Who needs consideration for an ESKD Life-Plan?

All patients with progressive CKD or on dialysis need an ESKD Life-Plan. Patients may require a new dialysis AV access for multiple reasons. No decision about a single vascular access creation or placement should be made independent of the patient’s overall ESKD Life-Plan. The Life-Plan may need to be altered as the patient’s clinical situation changes. Below are several algorithms discussing patients with ESKD and dialysis catheters, patients with ESKD and failing AV access, patients changing modalities (PD to HD), and patients with failing kidney transplants

(see KDOQI guideline link for additional algorithms).

Is an ESKD Life-Plan a one time discussion?

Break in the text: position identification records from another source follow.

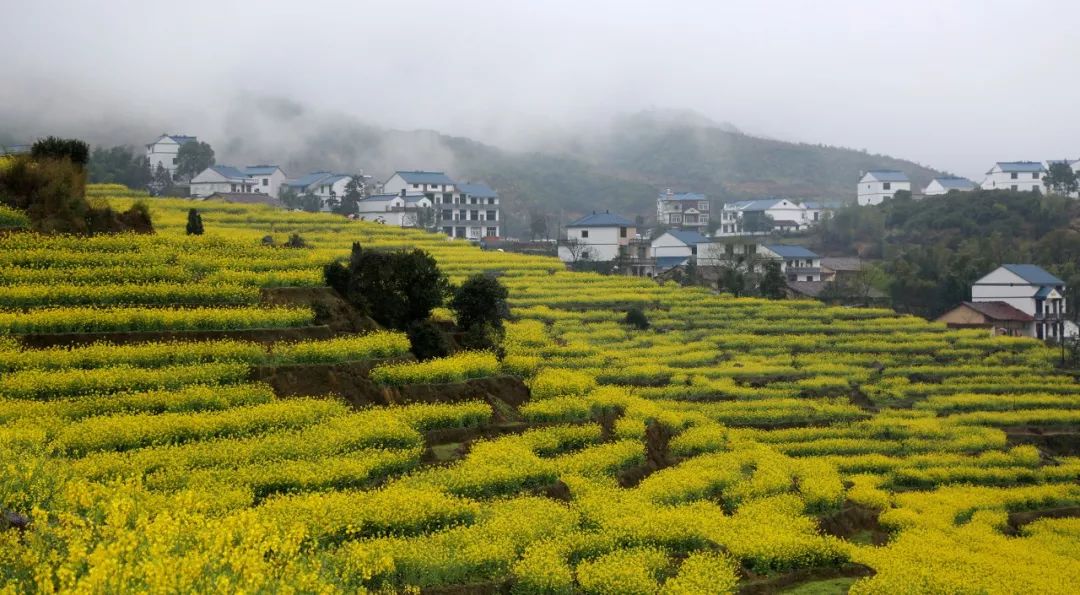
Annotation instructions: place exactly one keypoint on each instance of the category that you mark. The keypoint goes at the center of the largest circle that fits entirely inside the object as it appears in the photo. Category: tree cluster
(400, 288)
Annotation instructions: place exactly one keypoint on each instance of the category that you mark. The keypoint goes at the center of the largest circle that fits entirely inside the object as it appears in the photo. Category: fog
(955, 85)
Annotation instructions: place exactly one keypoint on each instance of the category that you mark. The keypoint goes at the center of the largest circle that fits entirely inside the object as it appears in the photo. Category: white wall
(1003, 180)
(875, 192)
(602, 243)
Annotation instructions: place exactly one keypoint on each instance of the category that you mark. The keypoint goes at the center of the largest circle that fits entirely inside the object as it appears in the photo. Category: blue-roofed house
(261, 179)
(163, 150)
(328, 186)
(944, 185)
(1024, 176)
(683, 210)
(878, 186)
(1031, 289)
(601, 237)
(761, 216)
(797, 262)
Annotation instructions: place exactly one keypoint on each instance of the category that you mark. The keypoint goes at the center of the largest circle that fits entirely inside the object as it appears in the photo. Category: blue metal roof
(955, 183)
(229, 172)
(424, 177)
(664, 262)
(1034, 274)
(1021, 166)
(477, 189)
(602, 219)
(683, 197)
(888, 175)
(756, 205)
(790, 252)
(688, 238)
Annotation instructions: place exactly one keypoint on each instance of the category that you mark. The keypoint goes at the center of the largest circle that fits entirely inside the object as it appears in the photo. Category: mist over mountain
(619, 164)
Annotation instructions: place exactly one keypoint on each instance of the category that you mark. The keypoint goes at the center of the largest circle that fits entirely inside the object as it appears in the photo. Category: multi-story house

An ESKD Life-Plan is an evolving strategy. Kidney replacement modality and dialysis access short- and long-term plans should be discussed on a regular basis. The frequency of re-evaluation depends on the patient’s circumstances, but a minimum of yearly is recommended.

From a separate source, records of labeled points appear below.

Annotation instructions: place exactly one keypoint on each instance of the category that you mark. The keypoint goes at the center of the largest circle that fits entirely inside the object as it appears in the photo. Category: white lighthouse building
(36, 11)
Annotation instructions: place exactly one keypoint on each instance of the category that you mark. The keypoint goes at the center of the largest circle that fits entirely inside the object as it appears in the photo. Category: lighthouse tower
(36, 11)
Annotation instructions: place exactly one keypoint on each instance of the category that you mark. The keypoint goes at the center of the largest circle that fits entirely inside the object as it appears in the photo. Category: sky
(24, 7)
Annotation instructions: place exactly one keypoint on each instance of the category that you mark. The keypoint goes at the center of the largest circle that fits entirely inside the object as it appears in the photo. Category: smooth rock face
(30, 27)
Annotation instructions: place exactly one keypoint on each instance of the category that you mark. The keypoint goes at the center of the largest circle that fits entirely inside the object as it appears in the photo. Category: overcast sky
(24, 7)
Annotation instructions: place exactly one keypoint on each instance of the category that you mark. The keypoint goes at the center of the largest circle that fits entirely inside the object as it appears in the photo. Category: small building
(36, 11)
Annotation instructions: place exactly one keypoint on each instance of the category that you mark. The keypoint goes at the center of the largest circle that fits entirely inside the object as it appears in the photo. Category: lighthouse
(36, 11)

Are there areas of dialysis access planning still under evaluation?

Yes, ESKD Life-Plan strategies are still being evaluated for key outcomes including:

  • Patient satisfaction with the dialysis access, using a validated instrument  
  • Rate of unnecessary dialysis access creations/placements  
  • Rate of vascular access procedures  
  • Rate of vascular access infections  
  • Rate of vascular access–related hospitalizations  
  • Patient burden, which may include all of the above component

Conclusion

Forming a comprehensive plan in conjunction with the patient’s treatment and life goals is the objective of individualizing dialysis access planning and maintenance. Once an access has been placed further discussions should hinge on contingency plans for anticipated problems and a succession plan should the access ultimately fail. Plans need to be updated regularly given that dialysis patients face many obstacles and setbacks that may change their treatment goals. CVC use is still ubiquitous, and every catheter observed dysfunction is an opportunity to engage with patients in discussions about a potentially more appropriate permanent vascular access. Changes in modality due to a failing transplant or ultrafiltration failure with peritoneal dialysis should be met with a detailed discussion of access options in a focused clinical evaluation. ESKD Life-Plans are an opportunity for patients and CKD treatment teams to come to a mutually agreeable strategy that will provide for the best clinical care.